Run Submission Format:

  • Each participant must translate and submit at least one translation of the given input files for each of the translation task they registered for. 
  • Multiple run submissions are allowed, but participants must explicitly indicate one PRIMARY run that will be used for human assessments. All other run submissions are treated as CONTRASTIVE runs.
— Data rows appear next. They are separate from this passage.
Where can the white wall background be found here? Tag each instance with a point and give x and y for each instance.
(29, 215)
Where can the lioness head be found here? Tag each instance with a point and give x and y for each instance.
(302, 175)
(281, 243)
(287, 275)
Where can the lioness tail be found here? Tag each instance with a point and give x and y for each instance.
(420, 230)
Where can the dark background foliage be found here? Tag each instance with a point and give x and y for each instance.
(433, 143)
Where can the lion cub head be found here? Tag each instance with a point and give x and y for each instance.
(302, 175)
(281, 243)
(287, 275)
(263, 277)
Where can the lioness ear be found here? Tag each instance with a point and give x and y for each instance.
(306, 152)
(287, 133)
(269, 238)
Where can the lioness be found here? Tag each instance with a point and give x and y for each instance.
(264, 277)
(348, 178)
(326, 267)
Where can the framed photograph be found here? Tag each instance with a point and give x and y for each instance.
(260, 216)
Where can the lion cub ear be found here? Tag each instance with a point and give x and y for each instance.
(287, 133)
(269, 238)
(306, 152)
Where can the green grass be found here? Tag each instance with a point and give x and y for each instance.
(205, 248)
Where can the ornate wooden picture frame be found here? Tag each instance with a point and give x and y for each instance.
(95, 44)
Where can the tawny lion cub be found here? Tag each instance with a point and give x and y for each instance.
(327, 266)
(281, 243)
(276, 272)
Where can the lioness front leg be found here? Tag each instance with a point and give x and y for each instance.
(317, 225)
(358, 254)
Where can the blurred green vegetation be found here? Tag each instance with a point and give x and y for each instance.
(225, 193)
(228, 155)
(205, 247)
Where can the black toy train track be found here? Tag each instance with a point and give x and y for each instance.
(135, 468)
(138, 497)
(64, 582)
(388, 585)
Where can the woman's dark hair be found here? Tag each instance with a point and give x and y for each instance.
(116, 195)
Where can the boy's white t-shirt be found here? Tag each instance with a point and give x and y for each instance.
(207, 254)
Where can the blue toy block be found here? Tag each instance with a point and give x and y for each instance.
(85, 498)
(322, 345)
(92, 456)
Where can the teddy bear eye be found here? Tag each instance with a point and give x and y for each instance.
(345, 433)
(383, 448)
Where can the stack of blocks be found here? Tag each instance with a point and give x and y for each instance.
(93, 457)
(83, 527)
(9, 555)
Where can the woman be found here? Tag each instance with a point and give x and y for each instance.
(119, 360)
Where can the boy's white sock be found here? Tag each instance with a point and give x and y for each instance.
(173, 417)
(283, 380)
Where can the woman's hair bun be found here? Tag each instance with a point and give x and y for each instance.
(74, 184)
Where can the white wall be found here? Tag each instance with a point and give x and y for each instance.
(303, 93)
If none of the runs are marked as PRIMARY, the latest submission (according to the file time-stamp) will be used as the primary run submission.
  • Runs must be submitted as a gzipped TAR archive (format see below) and send as an email attachement to Michael Paul (michael DOT paul AT nict DOT go DOT jp).

     

    TAR archive file structure:

    <UserID>/<TestSet>_<TranslationTask>.<UserID>.primary.txt
            /<TestSet>_<TranslationTask>.<UserID>.contrastive1.txt
            /<TestSet>_<TranslationTask>.<UserID>.contrastive2.txt
            /...

    where:

    <UserID> = user ID of participant used to download data files
    <TestSet> = IWSLT09 | IWSLT10
    <TranslationTask> = BTEC_AE | BTEC_FE | BTEC_TE

    Examples:

        nict/IWSLT10_BTEC_AE.nict.primary.txt
            /IWSLT10_BTEC_FE.nict.primary.txt
            /IWSLT10_BTEC_FE.nict.contrastive1.txt
            /IWSLT10_BTEC_FE.nict.contrastive2.txt
            /IWSLT10_BTEC_FE.nict.contrastive3.txt
            /IWSLT10_BTEC_TE.nict.primary.txt
            /IWSLT10_BTEC_TE.nict.contrastive1.txt
  • Re-submitting your runs is allowed as long as the mails arrive BEFORE the submission deadline. If multiple TAR archives are submitted by the same participant, only the runs from the most recent submission mail will be used for the IWSLT 2010 evaluation, and those from previous mails will be ignored.